The LL.M. in Intellectual Property Law Program is a two-semester, full-time, 24-credit program, beginning in late August and ending in late May. All students take three of the four “core” courses: Intellectual Property, Copyright, Patents and Trademark and Unfair Competition. (The director may waive core course requirements for students who completed substantially similar work at another law school.)
Domestic students must complete 24 credits in intellectual property and related classes. Students with foreign law degrees must take "Introduction to American Law" and a "Legal Research and Writing seminar" (unless waived with the director’s permission), each for two credits in the fall semester. They must complete their remaining 20 credits in intellectual property and related classes.
All students complete a substantial three-credit analytical paper addressing an intellectual property law issue, either in connection with a seminar or as an independent study. Students' faculty advisors are responsible for certifying that papers meet the standard of a substantial research and analytical undertaking in intellectual property law.

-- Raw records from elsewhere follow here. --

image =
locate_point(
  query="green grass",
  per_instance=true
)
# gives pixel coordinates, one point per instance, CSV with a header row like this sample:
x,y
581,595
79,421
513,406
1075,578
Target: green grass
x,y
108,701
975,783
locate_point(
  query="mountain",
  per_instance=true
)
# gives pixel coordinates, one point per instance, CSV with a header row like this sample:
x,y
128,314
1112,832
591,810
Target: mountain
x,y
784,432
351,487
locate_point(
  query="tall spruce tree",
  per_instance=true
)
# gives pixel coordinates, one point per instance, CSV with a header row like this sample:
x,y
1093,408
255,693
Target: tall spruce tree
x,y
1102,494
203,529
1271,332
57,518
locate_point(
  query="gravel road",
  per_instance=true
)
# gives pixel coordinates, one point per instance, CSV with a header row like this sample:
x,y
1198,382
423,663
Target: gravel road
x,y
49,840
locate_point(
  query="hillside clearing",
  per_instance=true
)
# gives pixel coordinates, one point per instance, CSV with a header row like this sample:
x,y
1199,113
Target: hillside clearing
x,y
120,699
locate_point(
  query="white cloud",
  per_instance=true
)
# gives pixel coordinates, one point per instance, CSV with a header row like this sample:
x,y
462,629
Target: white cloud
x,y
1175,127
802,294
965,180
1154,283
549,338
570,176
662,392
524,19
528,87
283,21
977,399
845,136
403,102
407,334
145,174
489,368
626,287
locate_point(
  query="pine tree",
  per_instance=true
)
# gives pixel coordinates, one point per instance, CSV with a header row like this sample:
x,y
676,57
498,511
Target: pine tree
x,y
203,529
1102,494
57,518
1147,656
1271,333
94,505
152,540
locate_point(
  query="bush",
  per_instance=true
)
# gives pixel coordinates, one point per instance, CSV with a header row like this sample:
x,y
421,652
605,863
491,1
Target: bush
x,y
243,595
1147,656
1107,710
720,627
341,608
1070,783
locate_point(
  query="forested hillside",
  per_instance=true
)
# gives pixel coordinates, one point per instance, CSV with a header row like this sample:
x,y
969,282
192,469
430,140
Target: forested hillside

Because of the formidable demands of the program's thesis requirement, candidates who hold a first degree in law from a foreign country (and who do not command a high degree of English-language proficiency) are strongly encouraged to consider applying to the LL.M. in American Law Program and pursuing that program's Intellectual Property Concentration, which affords them access to the same range of intellectual property coursework.
Except for the required courses for foreign law graduates, all courses are offered through the BU Law’s J.D. curriculum (and are therefore open to J.D. students). Students must complete their minimum 24 credits (with at least ten credits a semester) with a final weighted average of at least 2.30 (C+) for all courses taken.
Candidates to the LL.M. in Intellectual Property Law Program must hold a first degree in law, or its equivalent, from an ABA-accredited law school or a comparably recognized law school or law faculty outside the United States. Admission is highly competitive and depends to a great extent on the demonstration of outstanding ability in previous law studies.